Boys Ranch Town provides care, stability
EDMOND — Jacob Jordan hadn't seen either of his parents since he was 7 and lived with his uncle, who worked for a rancher in the northwest Oklahoma community of Jett.
As Jordan grew older, he and his uncle regularly butted heads. At age 14, they mutually decided the teenager should try to live elsewhere — on a 145-acre working ranch in a rural Edmond setting.
Jordan's application to Boys Ranch Town, founded in 1953, was accepted by officials of the Oklahoma Baptist Homes for Children.
Jordan lived on the campus and attended Edmond Memorial High School, and he's continued living on campus as an Oklahoma State University student.
He's majoring in agricultural education and travels to Stillwater in a pickup donated to him. He is also a resident adviser at the transitional living program for older students.
Jordan, 22, has fond thoughts and memories of Boys Ranch Town, where he said he matured during the past eight years.
“I can tell you that BRT is a safe haven,” Jordan said. “Our house parents didn't look at me as just another boy. I felt like their kid. I also got to see how a Christian couple interacts. Now that I have a girlfriend, I feel like I know how to treat that relationship.”
Boys Ranch Town is a great place for boys who are willing to better themselves, Jordan said.
“Every boy has a different story of why they're here. It's a great place for boys to grow up, to be mature men, and capable, caring Christian adults. Here, there are adults who support your goals and love you. All the staff here are happy to encourage each boy in whatever their dreams are.”
Jordan appreciated the ranch's system that helps the boys learn to earn privileges.
“You have to be respectful, do your homework, do your chores and get along with the other boys to move up in levels. As long as you're doing what you're supposed to, and taking care of business, you'll be able to have video game time, or for the older boys, driving or phone privileges,” he said.
As a high school student, Jordan was involved in football at Edmond Memorial.
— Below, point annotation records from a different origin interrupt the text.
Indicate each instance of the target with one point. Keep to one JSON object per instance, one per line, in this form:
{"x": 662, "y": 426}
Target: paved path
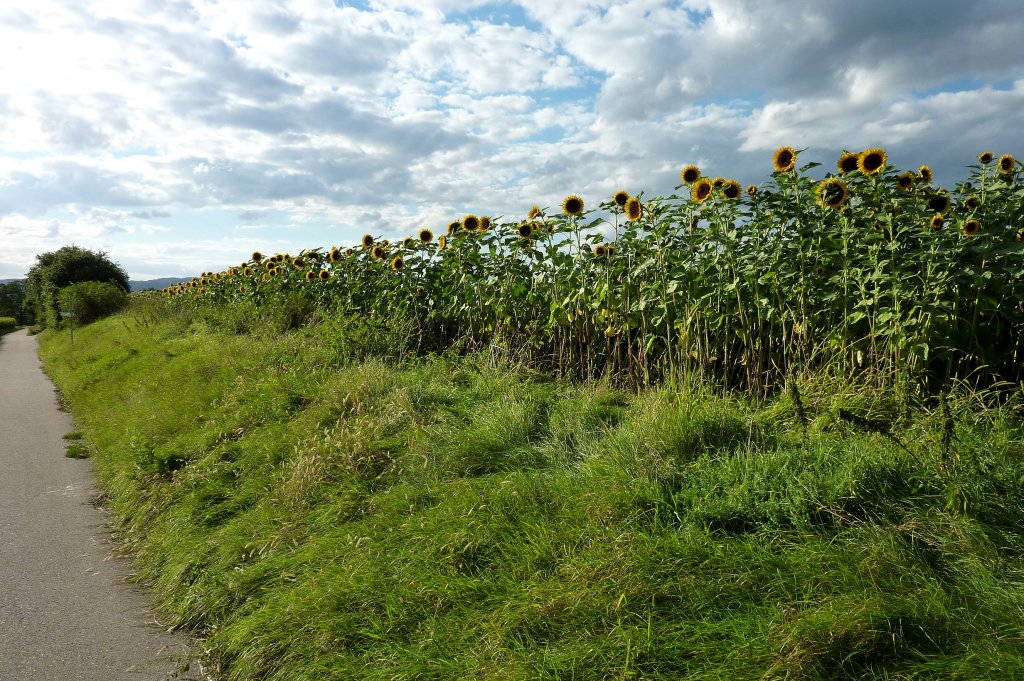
{"x": 66, "y": 611}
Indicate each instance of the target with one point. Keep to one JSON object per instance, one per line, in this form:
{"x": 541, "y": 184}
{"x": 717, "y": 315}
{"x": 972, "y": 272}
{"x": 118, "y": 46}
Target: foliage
{"x": 314, "y": 516}
{"x": 56, "y": 269}
{"x": 89, "y": 301}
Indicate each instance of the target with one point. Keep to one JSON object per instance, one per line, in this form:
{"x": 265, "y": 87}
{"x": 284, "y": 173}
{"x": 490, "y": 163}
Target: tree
{"x": 59, "y": 268}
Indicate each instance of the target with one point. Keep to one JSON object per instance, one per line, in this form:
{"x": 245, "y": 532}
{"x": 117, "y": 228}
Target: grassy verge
{"x": 312, "y": 517}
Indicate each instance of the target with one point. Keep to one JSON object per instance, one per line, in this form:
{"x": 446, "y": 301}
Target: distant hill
{"x": 156, "y": 283}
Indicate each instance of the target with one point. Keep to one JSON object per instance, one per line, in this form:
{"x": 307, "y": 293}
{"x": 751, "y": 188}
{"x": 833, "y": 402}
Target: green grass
{"x": 312, "y": 517}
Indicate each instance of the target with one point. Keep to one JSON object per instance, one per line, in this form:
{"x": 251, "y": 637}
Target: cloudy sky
{"x": 179, "y": 135}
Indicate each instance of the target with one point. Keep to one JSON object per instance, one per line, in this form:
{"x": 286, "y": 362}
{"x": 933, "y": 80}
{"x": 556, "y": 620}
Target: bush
{"x": 89, "y": 301}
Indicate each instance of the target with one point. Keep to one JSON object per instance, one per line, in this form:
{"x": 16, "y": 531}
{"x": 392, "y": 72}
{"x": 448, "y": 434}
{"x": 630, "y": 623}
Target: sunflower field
{"x": 870, "y": 268}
His senior year, he won the 2012 Shelby Hudson Football Memorial Scholarship, receiving $3,000 based on his personal motivation, heart and desire to excel, determination to accomplish goals, and perseverance in the face of obstacles, according to the award.
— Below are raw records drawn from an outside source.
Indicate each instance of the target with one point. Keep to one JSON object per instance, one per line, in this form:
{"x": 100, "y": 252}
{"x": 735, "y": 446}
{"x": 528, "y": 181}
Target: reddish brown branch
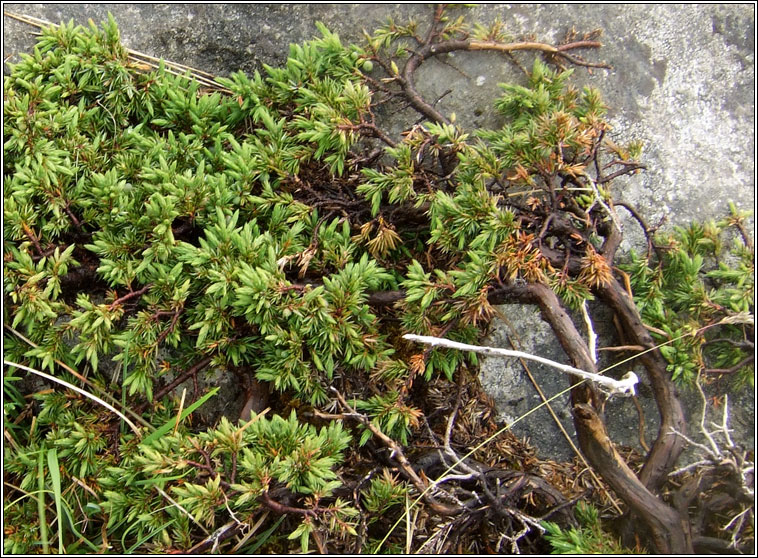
{"x": 129, "y": 296}
{"x": 433, "y": 49}
{"x": 190, "y": 373}
{"x": 667, "y": 447}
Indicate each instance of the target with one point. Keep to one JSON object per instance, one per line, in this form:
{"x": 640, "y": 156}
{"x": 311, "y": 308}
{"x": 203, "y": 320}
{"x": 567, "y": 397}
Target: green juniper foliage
{"x": 166, "y": 227}
{"x": 589, "y": 538}
{"x": 688, "y": 287}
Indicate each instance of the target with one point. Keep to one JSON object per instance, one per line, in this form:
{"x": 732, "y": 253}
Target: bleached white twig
{"x": 625, "y": 386}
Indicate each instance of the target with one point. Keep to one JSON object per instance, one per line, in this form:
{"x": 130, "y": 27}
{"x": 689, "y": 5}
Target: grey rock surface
{"x": 683, "y": 82}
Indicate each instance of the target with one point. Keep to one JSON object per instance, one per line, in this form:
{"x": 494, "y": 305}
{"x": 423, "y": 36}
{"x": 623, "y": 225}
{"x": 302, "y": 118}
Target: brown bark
{"x": 670, "y": 533}
{"x": 668, "y": 446}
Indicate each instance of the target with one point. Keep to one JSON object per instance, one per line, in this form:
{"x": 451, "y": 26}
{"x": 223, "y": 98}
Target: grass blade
{"x": 41, "y": 504}
{"x": 163, "y": 430}
{"x": 55, "y": 476}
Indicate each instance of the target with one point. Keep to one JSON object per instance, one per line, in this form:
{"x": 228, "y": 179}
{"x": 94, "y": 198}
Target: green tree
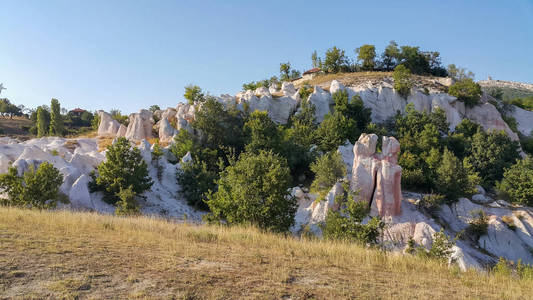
{"x": 154, "y": 108}
{"x": 390, "y": 56}
{"x": 402, "y": 80}
{"x": 453, "y": 179}
{"x": 56, "y": 121}
{"x": 367, "y": 55}
{"x": 123, "y": 167}
{"x": 491, "y": 153}
{"x": 335, "y": 60}
{"x": 193, "y": 93}
{"x": 328, "y": 169}
{"x": 467, "y": 91}
{"x": 254, "y": 190}
{"x": 517, "y": 182}
{"x": 284, "y": 71}
{"x": 36, "y": 188}
{"x": 42, "y": 122}
{"x": 346, "y": 223}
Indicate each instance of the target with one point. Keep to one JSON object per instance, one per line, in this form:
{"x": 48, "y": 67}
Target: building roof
{"x": 313, "y": 70}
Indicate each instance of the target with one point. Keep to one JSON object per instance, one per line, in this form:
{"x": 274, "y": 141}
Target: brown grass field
{"x": 61, "y": 254}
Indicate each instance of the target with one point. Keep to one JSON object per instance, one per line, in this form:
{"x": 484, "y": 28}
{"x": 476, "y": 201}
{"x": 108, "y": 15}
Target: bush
{"x": 490, "y": 154}
{"x": 127, "y": 206}
{"x": 478, "y": 225}
{"x": 346, "y": 223}
{"x": 36, "y": 188}
{"x": 517, "y": 182}
{"x": 467, "y": 91}
{"x": 328, "y": 169}
{"x": 123, "y": 168}
{"x": 183, "y": 143}
{"x": 402, "y": 80}
{"x": 254, "y": 190}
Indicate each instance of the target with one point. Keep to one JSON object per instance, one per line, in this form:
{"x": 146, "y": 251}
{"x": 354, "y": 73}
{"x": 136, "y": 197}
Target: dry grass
{"x": 85, "y": 255}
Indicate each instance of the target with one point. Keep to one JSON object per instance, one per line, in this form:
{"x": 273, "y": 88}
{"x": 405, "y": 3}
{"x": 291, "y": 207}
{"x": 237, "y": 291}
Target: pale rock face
{"x": 377, "y": 177}
{"x": 503, "y": 242}
{"x": 140, "y": 126}
{"x": 287, "y": 89}
{"x": 524, "y": 118}
{"x": 108, "y": 126}
{"x": 321, "y": 100}
{"x": 489, "y": 118}
{"x": 122, "y": 131}
{"x": 79, "y": 195}
{"x": 166, "y": 131}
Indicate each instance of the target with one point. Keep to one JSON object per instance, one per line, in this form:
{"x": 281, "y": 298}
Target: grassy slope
{"x": 64, "y": 254}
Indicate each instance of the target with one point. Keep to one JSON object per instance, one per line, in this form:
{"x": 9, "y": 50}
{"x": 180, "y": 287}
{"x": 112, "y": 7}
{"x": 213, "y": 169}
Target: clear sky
{"x": 132, "y": 54}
Boys Ranch Town was a dream for Mr. and Mrs. James M. Johnson from the time they lost their only son, Jimmy, in 1937. Their dream became a reality in 1953 when the Johnsons gave a large gift of money and land on which it is located.
Since 1953, more than 1,000 boys and men have called the ranch home, officials said. Boys come to live there between the ages of 9 and 15. Many come because their home life doesn't have the funds to support them.
Boys Ranch Town is not a treatment facility and cannot serve boys who are mentally or physically handicapped, severely emotionally disturbed, chemically dependent or who have long-standing delinquent behavior.
It has 40 cottages for boys and teens and 15 homes for men who are attending college or career technology schools.
Boys Ranch Town offers activities including 4-H, animal programs, sports, crafts, trail rides, camp-outs and rodeos. The boys attend Edmond Public Schools.
Animal programs include horses, cattle, sheep, pigs and a petting zoo. Caring for animals helps the boys develop patience and fosters caring, compassionate attitudes toward others and themselves, officials said.
Campus administrator Brent Thackerson said this about Jordan: “Since the first day that Jacob came to the ranch, he has been a source of joy for the staff at BRT. He has been a positive example for the younger boys. He is honest and is fun to be around. Jacob has taken advantage of the opportunities afforded him at BRT. He has turned out to be a very successful young man.”